Tony Wheeler set up the world’s largest travel publisher in 1973 with his wife Maureen before selling it to BBC Worldwide in 2012. At this year’s Ubud Writers’ Readers Festival (UWRF), Caranissa Djatmiko sits down with the 69-year-old man to find out what it really means to travel in the digital era.
The digital revolution has made quite an impact in the travel industry. But co-founder of Lonely Planet Tony Wheeler thinks that it has not really reoriented the way people adventure these days. During the UWRF, I had the chance to sit down with Wheeler to discover what it really means to travel to a new place. But rather than focusing on the debate on whether or not Facebook and travel blogs have revolutionized the way we experience adventures, he chose to reflect on a number of reasons why people decide to embark on a new journey to begin with.
Wheeler finds that most of his travel memories are not entirely supported by technology. Instead, for him it was the moments and mental experiences created from visiting new places that truly counted. According to him, this was all possible long before the digital era began.
What motivates you to travel?
Very often it is something about the place which just fascinates you. I mean the wackiest place I went to this year was Chernobyl and it’s like this ghost town beside the nuclear reactor. It’s quite safe now. You’re not going to get radiation poisoning going there. You know, it was one of those things that brought the Soviet Union down. It was this sort of tale of craziness and mistakes, which started as an individual mistake on the day, but later turned into a big mistake in the Soviet Union.

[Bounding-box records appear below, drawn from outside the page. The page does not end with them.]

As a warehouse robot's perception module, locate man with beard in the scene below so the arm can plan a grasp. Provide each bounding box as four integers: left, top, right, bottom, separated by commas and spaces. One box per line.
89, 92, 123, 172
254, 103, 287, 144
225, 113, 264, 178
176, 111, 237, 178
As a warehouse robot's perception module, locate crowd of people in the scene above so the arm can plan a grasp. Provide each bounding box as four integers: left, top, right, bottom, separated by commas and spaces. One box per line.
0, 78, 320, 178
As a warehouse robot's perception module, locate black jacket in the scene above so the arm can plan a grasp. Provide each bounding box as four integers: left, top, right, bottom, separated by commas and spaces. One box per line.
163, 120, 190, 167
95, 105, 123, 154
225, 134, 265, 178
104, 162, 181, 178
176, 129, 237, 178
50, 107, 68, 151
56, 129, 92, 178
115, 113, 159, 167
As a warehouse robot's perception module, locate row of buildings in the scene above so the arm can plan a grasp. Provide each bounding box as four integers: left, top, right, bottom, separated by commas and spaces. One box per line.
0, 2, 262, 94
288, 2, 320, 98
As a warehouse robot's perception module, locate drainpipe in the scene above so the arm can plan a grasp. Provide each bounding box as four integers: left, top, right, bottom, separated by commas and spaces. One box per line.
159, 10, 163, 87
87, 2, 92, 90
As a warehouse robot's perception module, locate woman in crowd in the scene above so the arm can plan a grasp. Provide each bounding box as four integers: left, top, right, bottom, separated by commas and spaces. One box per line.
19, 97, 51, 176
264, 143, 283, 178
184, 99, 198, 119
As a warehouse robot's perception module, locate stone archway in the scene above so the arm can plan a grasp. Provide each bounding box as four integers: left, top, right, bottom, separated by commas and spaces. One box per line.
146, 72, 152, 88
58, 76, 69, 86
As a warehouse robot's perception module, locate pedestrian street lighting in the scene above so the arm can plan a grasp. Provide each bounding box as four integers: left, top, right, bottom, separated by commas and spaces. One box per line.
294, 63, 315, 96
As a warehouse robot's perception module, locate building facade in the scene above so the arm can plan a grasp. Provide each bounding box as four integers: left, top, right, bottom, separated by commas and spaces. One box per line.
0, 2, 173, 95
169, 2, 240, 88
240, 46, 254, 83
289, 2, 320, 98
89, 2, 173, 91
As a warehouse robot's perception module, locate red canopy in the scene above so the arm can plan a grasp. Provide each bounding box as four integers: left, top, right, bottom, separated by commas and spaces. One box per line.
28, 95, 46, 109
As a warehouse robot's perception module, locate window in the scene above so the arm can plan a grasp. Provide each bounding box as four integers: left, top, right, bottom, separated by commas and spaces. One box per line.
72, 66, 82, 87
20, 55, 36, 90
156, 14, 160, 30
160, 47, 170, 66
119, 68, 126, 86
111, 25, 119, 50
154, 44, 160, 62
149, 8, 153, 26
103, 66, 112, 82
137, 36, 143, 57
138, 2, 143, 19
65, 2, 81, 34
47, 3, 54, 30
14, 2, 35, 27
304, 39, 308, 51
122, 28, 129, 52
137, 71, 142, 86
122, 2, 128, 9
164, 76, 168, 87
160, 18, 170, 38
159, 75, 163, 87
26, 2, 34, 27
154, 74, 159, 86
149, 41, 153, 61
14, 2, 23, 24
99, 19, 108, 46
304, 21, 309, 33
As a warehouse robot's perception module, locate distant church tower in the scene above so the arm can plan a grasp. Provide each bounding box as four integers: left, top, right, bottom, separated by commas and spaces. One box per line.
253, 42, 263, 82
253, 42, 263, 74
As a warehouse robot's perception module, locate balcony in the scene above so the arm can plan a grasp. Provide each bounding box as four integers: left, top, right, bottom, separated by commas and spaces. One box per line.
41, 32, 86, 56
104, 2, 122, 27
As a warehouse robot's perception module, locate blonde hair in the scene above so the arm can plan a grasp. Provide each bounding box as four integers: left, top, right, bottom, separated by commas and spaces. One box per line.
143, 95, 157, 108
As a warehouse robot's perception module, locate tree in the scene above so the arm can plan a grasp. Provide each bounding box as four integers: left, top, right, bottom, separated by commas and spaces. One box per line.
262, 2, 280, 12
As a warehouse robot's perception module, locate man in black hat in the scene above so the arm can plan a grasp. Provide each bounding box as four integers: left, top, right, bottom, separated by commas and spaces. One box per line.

And then another place I’ve been to this year was the Panama Canal. It’s an interesting time to be there and then I managed to go there just when the Panama Papers scandal broke. So then there was another element to being there that made it interesting. But then I didn’t realize how it’s sort of the narrowest point between North and South America, that’s why they built the canal there. It is a meeting point, so you get all these amazing birds. I spent a day with a birdwatcher and he was pointing out, ‘Well that one’s come down south from North America, that one’s come up north from South America,’ and suddenly there was this whole other perspective to it.
It’s just that one thing that inspires the visitors. And I think that sometimes you see a photograph in a book and you go to a museum and you see something, then you think: I want to go there, I want to experience that. That one little spark, that’s the interest.
It’s interesting how the panel discussed a lot about whether or not technology dictates your travel experiences. But do you think technology is the most important part in creating memories?
You know kretek cigarettes are from Indonesia? You can be anywhere in the world but once you smell that, you immediately think Indonesia. I was at this conference in Germany and for several days I’d be walking along and suddenly something hit my mind about Indonesia or Bali. And I started to think: Why am I thinking about Bali. There turned out to be an Indonesian stand nearby and these people were smoking kretek (these were the days when people could smoke indoors). My mind thought of Indonesia before I even realized what the connection was. It’s strange, smells are very much that way. They do take you to a place that other things [like technology] don’t.
Regardless, technology somehow still contributes to the way we travel, right?
These places do get richer and bigger [with the help of tech as you travel] because they are not just a map. We touched on these things in all sorts of different ways. You spend some time there and find that they are indeed a much larger dimension [than they appear], which is good.
You are currently in the process of making books. Can you tell us a little bit about that?
I’m actually writing a book right now for the National Library of Australia about the islands there. I couldn’t believe how many islands Australia has when I started this. Australia has 8,000 islands and it’s unbelievable. This time it is not like writing a guidebook, a lot of it is just research and then I come back to the libraries because there are things you cannot find on Google. But I spent a lot of time working on Google too. It has really opened my eyes to lots of things and I really enjoyed it.
How often do you travel?
I have got two homes. I’ve got a home in England and I’ve got a home in Australia, so I travel in between these two. You know I could probably say I spend one third of the year in Australia, and one third of the year everywhere else.
What does being a traveller mean to you?
Once upon a time you used to say, ‘Oh I’m not a tourist, I’m a traveller’. There were these two different things. I think sometimes we do need to be travellers and we do need to be going outside of our comfort zones. And it’s a good thing. Sometimes you need to be surprised by things and other experiences that you wouldn’t have otherwise known.
How exactly do you define a tourist and a traveller?
In some ways you can say the days you wake up, and talk about this in this panel, but you don’t know where you’re going to be staying. You’re confident that you’re just going to find a place, wherever you might end up. And that’s a real travel experience, not knowing where you’re going to turn. You can be a tourist and not know where you’re going, but still have an attitude about, and interest in, what you experience. That makes you more of a traveller.
I don’t think it necessarily has anything to do with money. Particularly for young people, it is important to travel poor. Because travelling without money pushes you to walk more or take the local bus more. It gives you more experience. Sometimes you find people who go straight to the hostel because it is comfortable, but they end up only talking to the same people. So it isn’t necessarily being short of money that makes you more of a traveller, but it is a factor in the equation.
This transcript has been condensed and edited.